Rajendra K. Pachauri is chair of the Intergovernmental Panel on Climate Change (IPCC) and director-general of the Energy and Resources Institute of New Delhi, India.

Mr. President:
You will assume office at a critical period in human history. A series of recent developments has led to a decline in the prestige of the United States globally. To repair this will require a strong commitment to address global problems. The United States has, unfortunately, lost a position of leadership in tackling the challenge of climate change, which, with the release of the IPCC's fourth assessment report and extensive dissemination of its findings, is now seen by the public in most countries as one of the biggest challenges facing human society.

The president of the United States, however, has to see this challenge not merely as a burden to be carried in coming up with far-reaching actions to mitigate emissions of greenhouse gases, but also as a unique economic opportunity, irrespective of what the United States does in the next few years to reduce its carbon footprint.
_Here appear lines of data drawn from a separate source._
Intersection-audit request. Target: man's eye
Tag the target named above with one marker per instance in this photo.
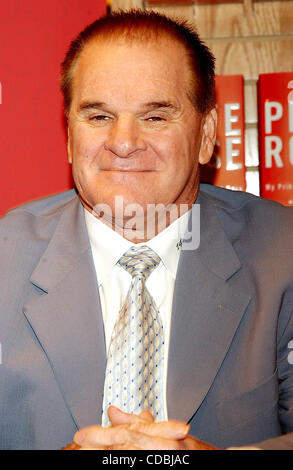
(99, 117)
(155, 118)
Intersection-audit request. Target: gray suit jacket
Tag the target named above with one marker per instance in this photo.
(228, 373)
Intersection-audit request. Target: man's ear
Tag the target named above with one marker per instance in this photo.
(69, 153)
(209, 134)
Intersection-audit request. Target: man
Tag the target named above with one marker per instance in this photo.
(139, 100)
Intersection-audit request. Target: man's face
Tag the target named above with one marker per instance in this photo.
(133, 131)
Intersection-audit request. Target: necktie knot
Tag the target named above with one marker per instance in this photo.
(139, 261)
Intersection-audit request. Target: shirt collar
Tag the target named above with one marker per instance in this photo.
(108, 246)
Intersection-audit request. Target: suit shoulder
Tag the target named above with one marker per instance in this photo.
(36, 217)
(243, 213)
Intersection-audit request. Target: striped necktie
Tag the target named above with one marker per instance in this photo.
(134, 372)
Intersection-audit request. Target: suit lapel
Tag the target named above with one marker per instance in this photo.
(206, 314)
(67, 317)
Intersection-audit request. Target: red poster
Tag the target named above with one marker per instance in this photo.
(275, 100)
(34, 36)
(227, 166)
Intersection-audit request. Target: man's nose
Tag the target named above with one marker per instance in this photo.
(125, 137)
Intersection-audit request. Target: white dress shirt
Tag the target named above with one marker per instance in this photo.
(113, 281)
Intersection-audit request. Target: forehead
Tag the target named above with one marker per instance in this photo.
(132, 68)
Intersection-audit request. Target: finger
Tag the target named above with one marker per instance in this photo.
(120, 434)
(118, 416)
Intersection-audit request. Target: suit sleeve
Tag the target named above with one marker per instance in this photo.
(285, 372)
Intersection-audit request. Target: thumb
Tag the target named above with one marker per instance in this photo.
(118, 416)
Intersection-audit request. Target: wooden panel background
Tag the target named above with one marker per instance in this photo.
(248, 38)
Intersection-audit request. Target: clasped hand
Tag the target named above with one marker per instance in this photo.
(137, 432)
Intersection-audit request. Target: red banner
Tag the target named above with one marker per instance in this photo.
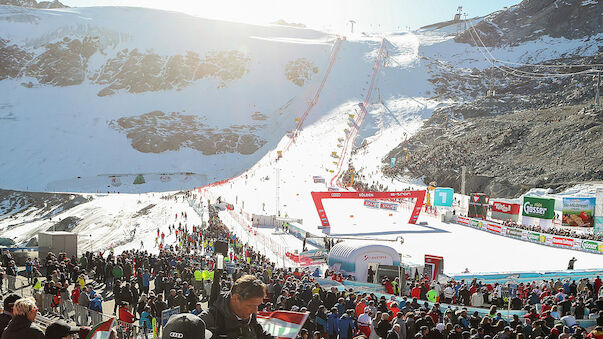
(493, 228)
(503, 207)
(561, 241)
(419, 197)
(462, 220)
(371, 203)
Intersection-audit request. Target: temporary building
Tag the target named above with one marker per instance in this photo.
(352, 259)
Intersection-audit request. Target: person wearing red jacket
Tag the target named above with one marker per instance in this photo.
(389, 288)
(415, 292)
(125, 314)
(75, 294)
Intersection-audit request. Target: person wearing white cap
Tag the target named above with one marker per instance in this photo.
(185, 326)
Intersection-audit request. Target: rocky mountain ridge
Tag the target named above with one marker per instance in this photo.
(34, 4)
(531, 19)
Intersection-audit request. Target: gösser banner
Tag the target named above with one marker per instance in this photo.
(443, 196)
(505, 211)
(579, 212)
(317, 197)
(531, 236)
(599, 212)
(541, 208)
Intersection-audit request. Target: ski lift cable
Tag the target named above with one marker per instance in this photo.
(524, 74)
(528, 64)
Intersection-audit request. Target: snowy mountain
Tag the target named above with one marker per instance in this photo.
(147, 92)
(138, 100)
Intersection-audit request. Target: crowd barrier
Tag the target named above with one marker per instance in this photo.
(577, 244)
(241, 227)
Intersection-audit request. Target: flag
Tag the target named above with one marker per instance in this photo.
(102, 330)
(282, 324)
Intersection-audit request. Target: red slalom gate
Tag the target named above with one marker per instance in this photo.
(351, 136)
(300, 124)
(419, 196)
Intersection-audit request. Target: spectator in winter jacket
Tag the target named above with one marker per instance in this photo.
(321, 320)
(21, 325)
(333, 323)
(394, 332)
(7, 313)
(346, 328)
(125, 313)
(477, 299)
(400, 321)
(383, 327)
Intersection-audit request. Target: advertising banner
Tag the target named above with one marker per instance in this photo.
(541, 208)
(478, 205)
(577, 244)
(505, 211)
(599, 211)
(371, 203)
(282, 324)
(462, 220)
(490, 227)
(318, 179)
(562, 241)
(514, 232)
(578, 212)
(443, 196)
(388, 206)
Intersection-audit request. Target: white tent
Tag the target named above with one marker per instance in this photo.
(355, 259)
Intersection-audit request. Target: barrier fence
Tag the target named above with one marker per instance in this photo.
(541, 238)
(241, 227)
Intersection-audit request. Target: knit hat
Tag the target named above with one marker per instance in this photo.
(185, 326)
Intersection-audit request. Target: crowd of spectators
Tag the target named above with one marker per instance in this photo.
(564, 232)
(143, 284)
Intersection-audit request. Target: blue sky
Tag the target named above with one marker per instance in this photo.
(332, 15)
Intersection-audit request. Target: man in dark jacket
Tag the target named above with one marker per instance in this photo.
(7, 314)
(233, 315)
(21, 325)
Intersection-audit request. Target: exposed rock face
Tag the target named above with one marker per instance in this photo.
(138, 72)
(508, 154)
(469, 89)
(33, 3)
(63, 63)
(299, 71)
(12, 59)
(570, 19)
(156, 132)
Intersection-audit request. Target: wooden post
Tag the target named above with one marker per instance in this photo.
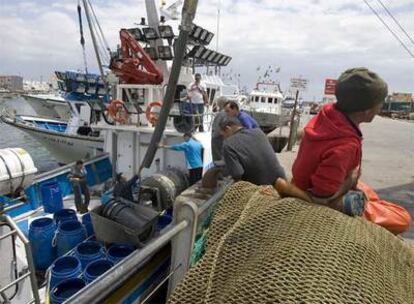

The world as a whole is bound to move toward a much lower carbon economy. Those nations and businesses that move toward low-carbon intensity in the technologies, processes, and products they develop will be the leaders in the new low-carbon market that will evolve globally as early as within the next decade. If the United States wants to maintain political and economic leadership, it has to anticipate the development of these market conditions and seize the full benefits of being a leader rather than a laggard. You should announce an enlightened and responsible policy within a week of becoming president. The stakes are so high that nothing short of a bold approach will restore the leadership of the United States in this critical area of human endeavor and global action.